Tuesday, July 22, 2008
Activity 10: Preprocessing Handwritten Text
Continuing the challenge of real life image processing problems we were tasked to label handwritten texts. We were given 2 scanned documents:



Interpreting the instruction "Crop a portion of the image... with text within the lines." I "selectively, selected" the numbers written within the document on the right since these do not overlap with the lines (making my work easier, hehehe). The results are shown below:



As can be seen, applying the right filter can eliminate the hard horizontal lines to appear as smudges instead. The next step is to binarize the image and label the results. But as we would notice below, binarizing would yield black handwritten text (black is background!). Therefore, inversion of the image was performed after which the morphological tools of opening and closing were done. Having completed these procedures we can now label safely:



As can be seen from the results, the numbers: 7,6,8 are not only recognizable to us but also to the computer (in the context that it, was labeled as 1 character hehehe). The other two characters were butchered in the process however... although it is right that the two should be recognized as having two characters each, its just that the 10 and twelve both look like mangled 11s.

The code I implemented was my own:

clear all;
chdir('G:\poy\poy backup\physics\186\paper 10');

im = gray_imread('4piece.jpg');
scf(0);
subplot(1,3,1)
imshow(im);
fim = fftshift(fft2(im));
fim(1:23,55:57) =0;
fim(29:51,55:57) =0; //filter shape
F = real((fim).*conj(fim));
fim1 = log(F+1);
subplot(1,3,2)
imshow(fim1,[]);// shows the fourier transform
xset('colormap',jetcolormap(255));
new = abs(fft2(fim));
subplot(1,3,3)
imshow(new,[]);// shows the new image

Im = im2bw(new, 110/255) // set the right contrast
scf(1);
subplot(2,2,1)
imshow(Im);
Im = 1*(Im==0); // inverts the values
subplot(2,2,1)
imshow(Im);

se = ones(2,1);
Im = erode(Im,se);
Im = dilate(Im,se); //open
Im = dilate(Im,se);
Im = erode(Im,se); //close
subplot(2,2,3)
imshow(Im);

[L,n] = bwlabel(Im);
subplot(2,2,4)
imshow(L+1,rand(n+1,3)); //shows the labeling

And since I felt bad after I've "selectively selected" what I wanted to process I performed the same procedure for a different "selectively selected" portion of the first image on the left, the results are shown below:



Unlike the first I've processed, these had characters coinciding with the hard horizontal lines (albeit only a few)and like earlier, the lines were removed to be changed to smudges. Performing the next procedure to see if a good labeling can be done we can observe that From the word "Extension cord", using a (2x1) rectangular structuring element, the word "cord" can be labeled and distinguished, I also chose the same structuring element since the letter "S" from the first word is very evident albeit connected with the mangled "extension"

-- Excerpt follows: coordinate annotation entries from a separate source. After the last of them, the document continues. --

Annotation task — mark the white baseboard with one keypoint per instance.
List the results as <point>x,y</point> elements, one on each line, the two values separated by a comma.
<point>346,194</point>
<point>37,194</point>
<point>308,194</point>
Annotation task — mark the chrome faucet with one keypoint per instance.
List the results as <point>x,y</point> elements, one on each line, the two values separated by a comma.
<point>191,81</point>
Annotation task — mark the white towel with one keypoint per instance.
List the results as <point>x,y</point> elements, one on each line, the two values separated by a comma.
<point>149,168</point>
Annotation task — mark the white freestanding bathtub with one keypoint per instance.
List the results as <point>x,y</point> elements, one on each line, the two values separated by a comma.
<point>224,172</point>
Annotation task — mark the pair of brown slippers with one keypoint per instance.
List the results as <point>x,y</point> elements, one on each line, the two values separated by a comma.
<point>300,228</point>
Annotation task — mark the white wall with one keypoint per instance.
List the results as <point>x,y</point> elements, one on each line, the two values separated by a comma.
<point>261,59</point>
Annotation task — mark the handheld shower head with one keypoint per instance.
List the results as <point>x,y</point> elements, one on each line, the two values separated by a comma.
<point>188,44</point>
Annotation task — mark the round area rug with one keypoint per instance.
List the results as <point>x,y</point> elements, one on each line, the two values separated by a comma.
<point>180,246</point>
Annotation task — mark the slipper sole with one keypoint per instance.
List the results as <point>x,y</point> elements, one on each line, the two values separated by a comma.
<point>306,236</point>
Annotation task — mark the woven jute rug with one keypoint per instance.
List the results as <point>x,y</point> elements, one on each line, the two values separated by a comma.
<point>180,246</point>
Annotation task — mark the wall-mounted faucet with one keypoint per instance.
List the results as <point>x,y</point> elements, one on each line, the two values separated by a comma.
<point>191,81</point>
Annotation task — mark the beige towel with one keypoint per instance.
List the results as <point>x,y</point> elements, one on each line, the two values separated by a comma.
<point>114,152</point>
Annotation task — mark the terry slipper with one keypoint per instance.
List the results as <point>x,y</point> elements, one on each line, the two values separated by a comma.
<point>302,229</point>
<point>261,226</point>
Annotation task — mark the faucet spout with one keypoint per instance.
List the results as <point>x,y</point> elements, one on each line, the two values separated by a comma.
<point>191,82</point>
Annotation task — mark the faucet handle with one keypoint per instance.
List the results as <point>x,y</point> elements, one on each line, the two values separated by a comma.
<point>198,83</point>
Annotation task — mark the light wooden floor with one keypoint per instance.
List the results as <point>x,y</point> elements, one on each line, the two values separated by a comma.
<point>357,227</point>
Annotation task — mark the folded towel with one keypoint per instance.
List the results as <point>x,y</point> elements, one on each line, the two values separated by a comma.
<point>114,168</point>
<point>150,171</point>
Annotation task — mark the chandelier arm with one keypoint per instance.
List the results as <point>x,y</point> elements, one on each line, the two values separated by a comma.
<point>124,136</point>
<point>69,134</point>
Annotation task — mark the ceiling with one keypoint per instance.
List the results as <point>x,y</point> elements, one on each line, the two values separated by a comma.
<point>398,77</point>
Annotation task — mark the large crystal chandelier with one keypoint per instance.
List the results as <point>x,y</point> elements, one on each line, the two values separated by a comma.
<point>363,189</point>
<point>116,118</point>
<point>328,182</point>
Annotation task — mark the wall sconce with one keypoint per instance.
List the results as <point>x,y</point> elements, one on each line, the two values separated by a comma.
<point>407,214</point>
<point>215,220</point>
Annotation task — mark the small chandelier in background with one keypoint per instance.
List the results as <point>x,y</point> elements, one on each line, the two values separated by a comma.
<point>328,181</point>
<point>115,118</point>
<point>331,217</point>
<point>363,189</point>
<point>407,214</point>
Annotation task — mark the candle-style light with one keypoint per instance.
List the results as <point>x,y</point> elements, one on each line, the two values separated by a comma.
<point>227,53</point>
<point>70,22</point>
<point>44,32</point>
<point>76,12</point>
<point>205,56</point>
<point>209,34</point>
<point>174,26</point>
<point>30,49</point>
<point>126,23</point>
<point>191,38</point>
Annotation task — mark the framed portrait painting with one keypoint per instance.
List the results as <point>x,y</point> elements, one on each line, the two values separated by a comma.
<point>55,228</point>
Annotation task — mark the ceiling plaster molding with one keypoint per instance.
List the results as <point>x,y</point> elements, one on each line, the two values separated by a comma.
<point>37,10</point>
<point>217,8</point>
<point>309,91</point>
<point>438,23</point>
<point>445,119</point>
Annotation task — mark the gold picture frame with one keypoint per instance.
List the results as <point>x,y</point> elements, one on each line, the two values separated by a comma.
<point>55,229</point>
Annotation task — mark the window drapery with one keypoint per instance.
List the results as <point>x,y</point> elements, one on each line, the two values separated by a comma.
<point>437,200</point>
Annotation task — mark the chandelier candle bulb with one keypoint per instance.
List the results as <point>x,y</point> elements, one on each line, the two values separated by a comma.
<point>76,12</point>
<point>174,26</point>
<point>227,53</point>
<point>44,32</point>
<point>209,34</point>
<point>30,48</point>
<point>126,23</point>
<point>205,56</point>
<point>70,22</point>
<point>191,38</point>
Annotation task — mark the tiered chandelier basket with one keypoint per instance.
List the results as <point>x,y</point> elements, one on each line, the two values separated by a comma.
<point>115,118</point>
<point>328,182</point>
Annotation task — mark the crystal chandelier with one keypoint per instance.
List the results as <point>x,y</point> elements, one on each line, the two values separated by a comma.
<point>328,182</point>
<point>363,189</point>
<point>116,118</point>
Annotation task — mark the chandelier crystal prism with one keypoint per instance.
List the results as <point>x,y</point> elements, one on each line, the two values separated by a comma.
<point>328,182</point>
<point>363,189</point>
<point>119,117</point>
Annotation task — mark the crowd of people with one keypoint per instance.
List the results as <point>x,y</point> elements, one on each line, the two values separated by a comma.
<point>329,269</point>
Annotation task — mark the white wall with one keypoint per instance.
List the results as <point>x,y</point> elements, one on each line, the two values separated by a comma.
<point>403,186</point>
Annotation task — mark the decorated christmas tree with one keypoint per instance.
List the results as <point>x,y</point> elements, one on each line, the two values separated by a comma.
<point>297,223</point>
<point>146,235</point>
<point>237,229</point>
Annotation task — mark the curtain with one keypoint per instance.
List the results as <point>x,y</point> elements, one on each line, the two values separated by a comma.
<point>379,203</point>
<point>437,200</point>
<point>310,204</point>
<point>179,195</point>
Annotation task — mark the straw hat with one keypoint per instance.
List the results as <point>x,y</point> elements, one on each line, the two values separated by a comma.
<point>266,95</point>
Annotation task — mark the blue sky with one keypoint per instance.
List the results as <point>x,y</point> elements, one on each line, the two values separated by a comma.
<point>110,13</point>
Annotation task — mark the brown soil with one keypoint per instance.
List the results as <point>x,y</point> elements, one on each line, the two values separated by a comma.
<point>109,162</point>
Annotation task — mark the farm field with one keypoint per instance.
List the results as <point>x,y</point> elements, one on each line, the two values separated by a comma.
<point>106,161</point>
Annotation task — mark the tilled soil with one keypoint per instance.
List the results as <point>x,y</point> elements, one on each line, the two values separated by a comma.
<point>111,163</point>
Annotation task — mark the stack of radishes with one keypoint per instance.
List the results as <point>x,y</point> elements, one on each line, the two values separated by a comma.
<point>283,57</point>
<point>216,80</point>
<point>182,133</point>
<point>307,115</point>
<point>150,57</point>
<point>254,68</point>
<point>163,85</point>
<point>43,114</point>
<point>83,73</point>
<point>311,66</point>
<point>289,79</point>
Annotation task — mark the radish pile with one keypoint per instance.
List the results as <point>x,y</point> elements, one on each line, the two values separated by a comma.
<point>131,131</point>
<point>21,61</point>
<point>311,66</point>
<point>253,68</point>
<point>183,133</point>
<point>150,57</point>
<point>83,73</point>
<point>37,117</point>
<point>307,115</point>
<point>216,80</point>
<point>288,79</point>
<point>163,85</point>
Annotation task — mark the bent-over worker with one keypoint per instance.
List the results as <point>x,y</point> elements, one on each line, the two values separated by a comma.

I enjoyed this activity! I performed everything on my own recalling my experience from previous activities! I give myself 10/10 neutrinos!

posted by poy @ 11:26 PM   1 comments
Thursday, July 17, 2008
Activity 9: Binary Operations
Given the image below, the task is to find the size of the scanned punched paper pieces.



The important concepts needed to accomplish this task is the morphological operations of opening and closing. These operations can be derived from the basic operations we obtained earlier, that is, eroding and dilating. The simple definition of closing and opening can be found from this website:

1. http://www.ph.tn.tudelft.nl/Courses/FIP/noframes/fip-Morpholo.html#Heading98



Opening can (in my simple terms) remove noise or small unwanted pixel values. Close on the other hand, as the name implies, closes the object to be identified as one.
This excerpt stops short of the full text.